Petrostates’ tectonic shift away from the United States towards China will have far-reaching ramifications for these governments, their neighborhoods, and the global energy picture. A risk-averse Chinese leadership will not address the geostrategic issues and security concerns that go hand in hand with energy production in volatile Eurasia and the Middle East. While Washington doesn’t have a formal strategy to intervene on behalf of American energy companies, U.S. engagement does coincide with these linkages. For example, robust energy ties between the United States and Saudi Arabia have underpinned the strategic alliance. That will not be the case with China as it increasingly inherits the United States’ role as the world’s principal energy importer. China will work to engage commercially with no strings attached: it will gladly ink sweetheart energy deals with Russian leadership, but that doesn’t commit Beijing to any deeper geostrategic engagement. That is a very different style of “partner” indeed.

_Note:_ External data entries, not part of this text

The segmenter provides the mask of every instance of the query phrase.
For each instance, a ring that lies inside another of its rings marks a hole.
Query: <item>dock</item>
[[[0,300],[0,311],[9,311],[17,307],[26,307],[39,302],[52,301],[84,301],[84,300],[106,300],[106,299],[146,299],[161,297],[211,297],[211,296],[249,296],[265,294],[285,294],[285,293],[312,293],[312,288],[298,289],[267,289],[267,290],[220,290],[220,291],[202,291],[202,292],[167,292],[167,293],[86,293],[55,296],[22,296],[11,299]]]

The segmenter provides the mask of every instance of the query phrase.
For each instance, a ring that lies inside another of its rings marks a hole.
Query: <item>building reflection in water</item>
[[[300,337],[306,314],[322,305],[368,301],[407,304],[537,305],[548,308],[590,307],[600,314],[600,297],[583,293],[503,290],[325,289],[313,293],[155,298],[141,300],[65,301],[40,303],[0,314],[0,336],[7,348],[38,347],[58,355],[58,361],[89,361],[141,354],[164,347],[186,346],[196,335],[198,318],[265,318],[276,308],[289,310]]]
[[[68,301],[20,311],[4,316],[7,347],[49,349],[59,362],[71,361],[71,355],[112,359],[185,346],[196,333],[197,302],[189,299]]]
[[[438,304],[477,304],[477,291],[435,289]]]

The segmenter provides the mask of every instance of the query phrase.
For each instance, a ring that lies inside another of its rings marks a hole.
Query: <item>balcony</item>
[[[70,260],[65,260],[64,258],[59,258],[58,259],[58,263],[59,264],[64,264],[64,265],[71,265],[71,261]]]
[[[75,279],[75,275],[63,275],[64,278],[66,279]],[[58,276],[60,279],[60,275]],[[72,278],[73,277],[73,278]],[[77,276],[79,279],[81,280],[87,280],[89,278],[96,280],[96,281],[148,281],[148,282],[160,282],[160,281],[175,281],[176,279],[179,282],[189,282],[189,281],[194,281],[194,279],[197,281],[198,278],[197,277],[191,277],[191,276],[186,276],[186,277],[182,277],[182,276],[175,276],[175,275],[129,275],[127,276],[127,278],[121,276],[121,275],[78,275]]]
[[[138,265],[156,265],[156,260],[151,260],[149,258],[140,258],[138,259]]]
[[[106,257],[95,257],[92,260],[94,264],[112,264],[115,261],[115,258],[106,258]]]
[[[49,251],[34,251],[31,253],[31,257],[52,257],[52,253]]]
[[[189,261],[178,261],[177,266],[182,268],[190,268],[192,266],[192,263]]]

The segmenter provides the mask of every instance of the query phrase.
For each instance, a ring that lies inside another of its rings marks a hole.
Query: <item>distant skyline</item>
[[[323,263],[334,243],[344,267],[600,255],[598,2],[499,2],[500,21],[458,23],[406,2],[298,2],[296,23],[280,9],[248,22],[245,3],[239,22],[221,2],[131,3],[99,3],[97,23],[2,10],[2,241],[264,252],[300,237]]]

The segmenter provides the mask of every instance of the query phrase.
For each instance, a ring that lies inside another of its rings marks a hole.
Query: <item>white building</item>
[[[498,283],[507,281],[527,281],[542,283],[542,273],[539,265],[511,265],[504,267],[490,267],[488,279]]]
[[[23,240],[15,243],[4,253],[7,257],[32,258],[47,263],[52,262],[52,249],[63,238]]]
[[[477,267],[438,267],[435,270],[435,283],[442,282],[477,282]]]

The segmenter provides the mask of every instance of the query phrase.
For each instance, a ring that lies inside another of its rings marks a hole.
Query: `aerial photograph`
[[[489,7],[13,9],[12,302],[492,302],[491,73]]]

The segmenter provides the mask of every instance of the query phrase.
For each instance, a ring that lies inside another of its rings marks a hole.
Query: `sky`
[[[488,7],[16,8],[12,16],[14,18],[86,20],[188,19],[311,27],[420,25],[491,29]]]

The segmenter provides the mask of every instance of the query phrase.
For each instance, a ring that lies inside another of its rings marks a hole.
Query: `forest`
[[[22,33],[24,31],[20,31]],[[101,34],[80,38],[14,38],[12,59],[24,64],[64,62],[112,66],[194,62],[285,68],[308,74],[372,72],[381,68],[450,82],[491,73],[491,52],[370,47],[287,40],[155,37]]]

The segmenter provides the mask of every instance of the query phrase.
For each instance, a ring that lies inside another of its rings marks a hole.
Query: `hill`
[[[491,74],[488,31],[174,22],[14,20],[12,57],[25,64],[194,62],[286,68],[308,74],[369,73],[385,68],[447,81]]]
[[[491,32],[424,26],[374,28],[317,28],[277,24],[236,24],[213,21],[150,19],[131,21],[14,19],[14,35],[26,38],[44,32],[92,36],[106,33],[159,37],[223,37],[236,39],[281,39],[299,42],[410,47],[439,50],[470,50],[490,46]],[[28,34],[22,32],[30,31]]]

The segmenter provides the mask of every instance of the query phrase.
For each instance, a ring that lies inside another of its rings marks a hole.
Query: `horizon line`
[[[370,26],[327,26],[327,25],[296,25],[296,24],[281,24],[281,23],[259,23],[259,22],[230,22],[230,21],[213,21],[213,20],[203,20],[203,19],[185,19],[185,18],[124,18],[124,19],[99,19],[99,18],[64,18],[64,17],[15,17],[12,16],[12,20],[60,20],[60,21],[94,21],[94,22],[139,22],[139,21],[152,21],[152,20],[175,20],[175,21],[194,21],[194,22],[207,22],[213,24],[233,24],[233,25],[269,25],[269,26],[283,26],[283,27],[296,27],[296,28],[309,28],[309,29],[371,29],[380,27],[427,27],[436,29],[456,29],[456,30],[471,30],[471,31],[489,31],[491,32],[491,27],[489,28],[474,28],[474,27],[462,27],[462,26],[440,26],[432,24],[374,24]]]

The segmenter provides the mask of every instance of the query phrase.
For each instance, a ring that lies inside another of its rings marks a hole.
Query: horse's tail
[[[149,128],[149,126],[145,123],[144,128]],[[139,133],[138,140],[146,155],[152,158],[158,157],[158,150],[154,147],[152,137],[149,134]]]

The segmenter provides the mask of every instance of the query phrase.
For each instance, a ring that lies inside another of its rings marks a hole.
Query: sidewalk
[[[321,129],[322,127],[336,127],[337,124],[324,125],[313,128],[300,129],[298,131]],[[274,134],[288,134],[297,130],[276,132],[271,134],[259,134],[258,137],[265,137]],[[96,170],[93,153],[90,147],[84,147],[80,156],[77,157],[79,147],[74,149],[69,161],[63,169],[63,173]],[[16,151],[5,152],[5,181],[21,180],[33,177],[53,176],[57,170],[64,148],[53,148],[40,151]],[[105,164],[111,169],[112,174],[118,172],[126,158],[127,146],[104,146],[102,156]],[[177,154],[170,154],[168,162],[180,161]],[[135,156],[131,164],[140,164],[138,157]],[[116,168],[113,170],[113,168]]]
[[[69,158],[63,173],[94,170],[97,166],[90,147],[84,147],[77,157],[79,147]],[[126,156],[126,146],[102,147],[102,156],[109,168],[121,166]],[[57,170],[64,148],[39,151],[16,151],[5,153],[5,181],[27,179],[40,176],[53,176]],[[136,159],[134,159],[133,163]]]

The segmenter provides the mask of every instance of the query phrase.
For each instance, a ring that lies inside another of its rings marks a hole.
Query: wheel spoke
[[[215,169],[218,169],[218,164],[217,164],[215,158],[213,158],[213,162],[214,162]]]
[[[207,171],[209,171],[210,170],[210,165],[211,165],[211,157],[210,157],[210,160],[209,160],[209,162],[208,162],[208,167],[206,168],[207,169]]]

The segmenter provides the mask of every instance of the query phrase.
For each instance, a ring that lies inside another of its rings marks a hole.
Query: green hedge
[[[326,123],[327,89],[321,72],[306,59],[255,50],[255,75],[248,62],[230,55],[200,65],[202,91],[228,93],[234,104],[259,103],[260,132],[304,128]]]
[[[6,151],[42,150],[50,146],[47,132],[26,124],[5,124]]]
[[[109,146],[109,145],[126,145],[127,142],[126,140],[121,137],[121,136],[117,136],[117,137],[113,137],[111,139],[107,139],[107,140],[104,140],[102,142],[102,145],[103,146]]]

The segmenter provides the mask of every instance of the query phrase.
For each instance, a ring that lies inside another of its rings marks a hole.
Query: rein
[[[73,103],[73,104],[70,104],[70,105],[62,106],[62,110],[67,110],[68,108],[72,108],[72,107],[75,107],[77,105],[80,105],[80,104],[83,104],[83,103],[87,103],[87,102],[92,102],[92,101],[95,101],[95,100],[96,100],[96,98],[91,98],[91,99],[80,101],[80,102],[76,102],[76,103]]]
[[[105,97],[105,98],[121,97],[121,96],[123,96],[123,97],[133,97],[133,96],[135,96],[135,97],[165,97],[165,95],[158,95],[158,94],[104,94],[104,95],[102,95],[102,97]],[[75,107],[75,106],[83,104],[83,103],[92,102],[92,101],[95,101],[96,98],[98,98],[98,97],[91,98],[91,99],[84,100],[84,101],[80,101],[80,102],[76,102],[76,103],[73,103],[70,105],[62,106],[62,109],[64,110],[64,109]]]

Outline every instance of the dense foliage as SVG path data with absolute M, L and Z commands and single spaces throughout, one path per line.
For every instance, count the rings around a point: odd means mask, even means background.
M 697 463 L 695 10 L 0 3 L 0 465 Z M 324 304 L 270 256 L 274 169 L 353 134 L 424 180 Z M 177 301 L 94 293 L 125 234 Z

China will likely choose to maintain this more transactional approach to diplomacy, contributing to an expanding power vacuum in these regions. Interventionist diplomacy beyond the Asia Pacific region is new for the Chinese, and meddling in distant countries is particularly troublesome for a leadership that so adamantly believes sovereignty is sacrosanct as it safeguards its own internal affairs against outside intervention. The only thing more problematic than an absence of leadership could be an inconsistent and opaque Chinese presence.
Don’t overestimate the near-term impact of oil prices in free fall. Yet, even if cheaper oil doesn’t upend these regimes — or align them with Washington — it will accelerate their deepening dependence on China. That is a recipe for greater instability and a more volatile global energy landscape.